The correction do not herald a long-term decline in equity markets

08.11.2018

Rising interest rates, market divergence, trade war and Italian budget turmoil. The potential triggers for the correction in October are many and resulted in a decline in the global equity markets. Cyclical sectors (industry, materials, etc.), Emerging Markets, Japan and small-cap equities were hit the hardest.

In our assessment, the background behind the current correction is a combination of several of the above factors. Over a long period of time, several markets - including large parts of EM, Europe and Japan - have already been in a correction phase while global equities have been upheld by a strong US equity market, especially the IT sector. It all changed in October when US equities over a few days fell by more than 11%.

The slowdown in macroeconomic key figures, which we have observed in large parts of 2018, continued in October.
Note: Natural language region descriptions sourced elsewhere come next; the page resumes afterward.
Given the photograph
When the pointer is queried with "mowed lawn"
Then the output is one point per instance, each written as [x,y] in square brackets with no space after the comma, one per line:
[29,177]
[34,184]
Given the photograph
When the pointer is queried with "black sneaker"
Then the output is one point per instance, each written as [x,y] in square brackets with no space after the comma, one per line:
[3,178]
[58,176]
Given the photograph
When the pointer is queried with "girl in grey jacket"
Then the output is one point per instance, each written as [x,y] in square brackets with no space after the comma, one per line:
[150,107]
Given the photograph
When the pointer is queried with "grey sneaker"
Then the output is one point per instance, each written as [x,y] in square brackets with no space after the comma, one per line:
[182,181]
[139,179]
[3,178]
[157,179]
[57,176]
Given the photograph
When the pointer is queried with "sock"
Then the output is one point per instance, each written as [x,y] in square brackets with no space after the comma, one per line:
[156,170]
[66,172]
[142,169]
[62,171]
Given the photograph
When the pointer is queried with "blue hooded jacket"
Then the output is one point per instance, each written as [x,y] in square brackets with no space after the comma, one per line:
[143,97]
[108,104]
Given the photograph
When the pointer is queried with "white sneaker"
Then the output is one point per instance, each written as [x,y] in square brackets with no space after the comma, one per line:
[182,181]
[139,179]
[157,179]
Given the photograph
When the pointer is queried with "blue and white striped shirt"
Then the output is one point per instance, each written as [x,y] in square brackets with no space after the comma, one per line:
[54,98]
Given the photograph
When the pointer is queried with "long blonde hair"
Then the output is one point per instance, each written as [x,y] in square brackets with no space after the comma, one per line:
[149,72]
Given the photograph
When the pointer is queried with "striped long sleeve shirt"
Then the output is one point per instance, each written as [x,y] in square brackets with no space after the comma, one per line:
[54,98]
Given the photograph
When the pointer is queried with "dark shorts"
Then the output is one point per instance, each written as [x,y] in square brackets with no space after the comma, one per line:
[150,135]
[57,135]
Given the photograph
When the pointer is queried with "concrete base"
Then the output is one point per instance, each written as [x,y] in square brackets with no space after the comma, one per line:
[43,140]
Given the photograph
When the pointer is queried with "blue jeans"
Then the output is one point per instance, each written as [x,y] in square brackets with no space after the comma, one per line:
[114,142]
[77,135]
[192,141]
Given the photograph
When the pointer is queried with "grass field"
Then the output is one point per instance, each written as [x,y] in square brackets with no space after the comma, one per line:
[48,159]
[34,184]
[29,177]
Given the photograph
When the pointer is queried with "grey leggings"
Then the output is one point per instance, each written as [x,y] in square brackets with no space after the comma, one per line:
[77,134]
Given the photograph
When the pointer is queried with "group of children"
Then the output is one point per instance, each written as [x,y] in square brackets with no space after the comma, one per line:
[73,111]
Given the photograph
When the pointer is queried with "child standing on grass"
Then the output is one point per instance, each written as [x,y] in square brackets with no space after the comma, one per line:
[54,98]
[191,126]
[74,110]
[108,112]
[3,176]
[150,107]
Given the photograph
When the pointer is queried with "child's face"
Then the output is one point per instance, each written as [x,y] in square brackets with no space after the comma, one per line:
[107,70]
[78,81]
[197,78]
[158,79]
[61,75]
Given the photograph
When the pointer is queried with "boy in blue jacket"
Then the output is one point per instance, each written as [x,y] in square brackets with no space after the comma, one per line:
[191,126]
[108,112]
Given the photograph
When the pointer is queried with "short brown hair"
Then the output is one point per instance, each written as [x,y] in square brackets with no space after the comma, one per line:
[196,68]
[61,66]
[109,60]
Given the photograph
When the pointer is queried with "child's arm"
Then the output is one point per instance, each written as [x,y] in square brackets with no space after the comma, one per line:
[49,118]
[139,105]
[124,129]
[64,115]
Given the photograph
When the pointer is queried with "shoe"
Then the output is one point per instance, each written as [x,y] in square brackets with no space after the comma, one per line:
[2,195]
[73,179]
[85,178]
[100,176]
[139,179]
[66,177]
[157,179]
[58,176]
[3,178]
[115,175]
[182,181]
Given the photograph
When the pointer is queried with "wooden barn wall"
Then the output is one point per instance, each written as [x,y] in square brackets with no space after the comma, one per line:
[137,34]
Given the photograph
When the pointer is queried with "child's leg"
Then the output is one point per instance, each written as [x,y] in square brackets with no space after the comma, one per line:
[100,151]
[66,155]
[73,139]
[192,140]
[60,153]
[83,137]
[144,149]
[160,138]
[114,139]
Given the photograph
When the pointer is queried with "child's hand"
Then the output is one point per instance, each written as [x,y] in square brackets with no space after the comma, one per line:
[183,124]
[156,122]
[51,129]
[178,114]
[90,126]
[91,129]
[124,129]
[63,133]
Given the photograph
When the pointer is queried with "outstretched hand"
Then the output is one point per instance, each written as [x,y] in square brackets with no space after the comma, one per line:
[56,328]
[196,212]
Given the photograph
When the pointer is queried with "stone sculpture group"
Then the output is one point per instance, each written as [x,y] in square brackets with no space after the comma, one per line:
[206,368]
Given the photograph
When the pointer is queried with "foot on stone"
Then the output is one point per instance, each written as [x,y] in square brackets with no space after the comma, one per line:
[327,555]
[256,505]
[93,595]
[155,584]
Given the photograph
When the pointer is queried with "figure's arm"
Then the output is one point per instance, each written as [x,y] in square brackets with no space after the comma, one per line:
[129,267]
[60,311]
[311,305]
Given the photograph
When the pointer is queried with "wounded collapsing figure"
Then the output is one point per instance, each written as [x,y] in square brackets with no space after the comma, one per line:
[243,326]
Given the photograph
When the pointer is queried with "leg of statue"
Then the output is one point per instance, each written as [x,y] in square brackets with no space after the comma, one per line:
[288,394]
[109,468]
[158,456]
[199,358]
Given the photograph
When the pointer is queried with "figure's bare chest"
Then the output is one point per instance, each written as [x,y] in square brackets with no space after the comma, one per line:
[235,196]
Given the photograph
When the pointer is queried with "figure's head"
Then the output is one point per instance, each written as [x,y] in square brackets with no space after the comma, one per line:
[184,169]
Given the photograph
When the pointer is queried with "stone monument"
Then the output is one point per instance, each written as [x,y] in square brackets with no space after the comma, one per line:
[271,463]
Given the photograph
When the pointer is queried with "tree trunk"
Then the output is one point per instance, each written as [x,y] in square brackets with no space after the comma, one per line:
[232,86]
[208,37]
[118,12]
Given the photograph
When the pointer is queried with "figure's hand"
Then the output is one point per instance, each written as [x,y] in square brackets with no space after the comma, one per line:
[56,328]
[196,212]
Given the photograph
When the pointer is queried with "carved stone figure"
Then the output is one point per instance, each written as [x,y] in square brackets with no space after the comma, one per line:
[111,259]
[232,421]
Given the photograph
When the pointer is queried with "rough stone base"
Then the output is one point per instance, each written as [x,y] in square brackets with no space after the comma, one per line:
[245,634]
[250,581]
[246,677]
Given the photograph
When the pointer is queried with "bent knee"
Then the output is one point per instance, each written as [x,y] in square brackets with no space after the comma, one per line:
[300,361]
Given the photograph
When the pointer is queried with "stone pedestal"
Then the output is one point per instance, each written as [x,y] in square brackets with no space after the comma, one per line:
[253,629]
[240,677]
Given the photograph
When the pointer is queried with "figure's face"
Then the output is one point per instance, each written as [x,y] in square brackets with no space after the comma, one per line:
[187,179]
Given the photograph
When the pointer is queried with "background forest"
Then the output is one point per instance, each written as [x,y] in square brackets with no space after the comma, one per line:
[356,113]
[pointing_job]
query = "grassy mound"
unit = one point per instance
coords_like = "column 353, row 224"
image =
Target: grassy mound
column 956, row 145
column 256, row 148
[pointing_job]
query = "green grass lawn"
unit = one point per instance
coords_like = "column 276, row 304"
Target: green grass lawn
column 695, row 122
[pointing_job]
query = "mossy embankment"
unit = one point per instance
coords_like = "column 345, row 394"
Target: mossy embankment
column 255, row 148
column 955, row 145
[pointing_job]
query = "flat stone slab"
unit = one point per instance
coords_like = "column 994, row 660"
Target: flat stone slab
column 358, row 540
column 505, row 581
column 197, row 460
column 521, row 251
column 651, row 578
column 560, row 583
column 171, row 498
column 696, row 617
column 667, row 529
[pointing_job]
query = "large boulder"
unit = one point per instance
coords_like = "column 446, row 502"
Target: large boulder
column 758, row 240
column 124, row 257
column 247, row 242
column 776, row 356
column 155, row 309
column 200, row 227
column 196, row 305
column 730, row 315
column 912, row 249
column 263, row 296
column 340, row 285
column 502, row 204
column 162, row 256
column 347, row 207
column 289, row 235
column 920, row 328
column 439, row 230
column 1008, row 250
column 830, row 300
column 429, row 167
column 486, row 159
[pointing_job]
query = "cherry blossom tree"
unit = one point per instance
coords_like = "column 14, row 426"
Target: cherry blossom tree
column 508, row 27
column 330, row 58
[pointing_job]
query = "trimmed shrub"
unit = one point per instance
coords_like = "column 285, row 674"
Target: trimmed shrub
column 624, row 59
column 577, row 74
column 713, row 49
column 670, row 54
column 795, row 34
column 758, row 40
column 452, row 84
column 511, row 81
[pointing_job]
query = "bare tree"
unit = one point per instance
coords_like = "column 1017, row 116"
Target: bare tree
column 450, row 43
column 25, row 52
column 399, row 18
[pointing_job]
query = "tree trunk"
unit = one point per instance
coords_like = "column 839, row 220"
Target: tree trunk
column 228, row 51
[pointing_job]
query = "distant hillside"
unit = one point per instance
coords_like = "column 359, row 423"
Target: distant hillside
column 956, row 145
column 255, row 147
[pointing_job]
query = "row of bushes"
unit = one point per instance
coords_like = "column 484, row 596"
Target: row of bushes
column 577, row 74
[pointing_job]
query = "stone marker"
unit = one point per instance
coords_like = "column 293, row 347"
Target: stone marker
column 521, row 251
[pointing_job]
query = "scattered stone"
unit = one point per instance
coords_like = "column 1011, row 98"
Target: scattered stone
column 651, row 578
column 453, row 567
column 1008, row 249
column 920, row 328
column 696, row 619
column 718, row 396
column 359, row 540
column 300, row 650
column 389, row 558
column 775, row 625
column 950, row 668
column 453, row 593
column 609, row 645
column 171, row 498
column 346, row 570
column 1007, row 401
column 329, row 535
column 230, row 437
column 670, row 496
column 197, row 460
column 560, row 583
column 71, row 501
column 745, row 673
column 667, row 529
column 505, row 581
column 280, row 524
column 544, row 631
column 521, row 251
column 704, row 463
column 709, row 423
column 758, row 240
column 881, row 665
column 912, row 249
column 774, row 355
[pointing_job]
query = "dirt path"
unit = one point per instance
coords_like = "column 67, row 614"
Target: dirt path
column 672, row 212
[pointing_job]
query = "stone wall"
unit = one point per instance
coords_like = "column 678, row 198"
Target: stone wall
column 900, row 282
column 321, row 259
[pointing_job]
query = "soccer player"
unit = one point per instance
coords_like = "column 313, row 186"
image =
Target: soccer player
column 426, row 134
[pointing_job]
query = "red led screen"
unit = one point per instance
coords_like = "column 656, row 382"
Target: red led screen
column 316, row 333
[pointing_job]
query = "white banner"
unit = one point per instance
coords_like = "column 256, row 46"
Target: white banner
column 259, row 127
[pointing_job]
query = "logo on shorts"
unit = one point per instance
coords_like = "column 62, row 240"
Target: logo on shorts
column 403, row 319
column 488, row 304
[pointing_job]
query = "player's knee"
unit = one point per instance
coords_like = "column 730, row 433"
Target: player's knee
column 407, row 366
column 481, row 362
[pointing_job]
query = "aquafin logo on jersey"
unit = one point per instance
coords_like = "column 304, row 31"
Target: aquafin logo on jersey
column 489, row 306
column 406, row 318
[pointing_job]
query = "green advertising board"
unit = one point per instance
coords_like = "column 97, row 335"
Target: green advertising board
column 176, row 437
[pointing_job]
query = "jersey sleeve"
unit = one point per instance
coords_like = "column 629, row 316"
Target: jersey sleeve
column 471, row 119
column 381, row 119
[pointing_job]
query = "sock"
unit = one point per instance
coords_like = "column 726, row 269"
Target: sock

However, the US economy still shows some strength, and the weaknesses are more of a European and Chinese phenomenon, cf. chart.

Source: Bloomberg

Contrary to the "normal" picture of falling interest rates when the equity market declines, interest rates have remained very stable and are actually currently higher than at the beginning of October. By the end of the month and in the first trading days of November, we have experienced rising prices in the equity market, and thus we end the month with a decrease of approximately 5% for global equities.

We do not believe that the current correction evolves into a long-term decline in the equity market. A larger decline typically requires that the US economy is facing a recession, which seems far from the case. This do not mean that an extensive correction in the range of 15-20% is impossible, but as long as a recession is not part of the scenario, it will be a buying opportunity. In the slightly longer term, our position therefore continues to be that larger price falls should be used to increase equity exposure as long as the US do not face a major macroeconomic downturn.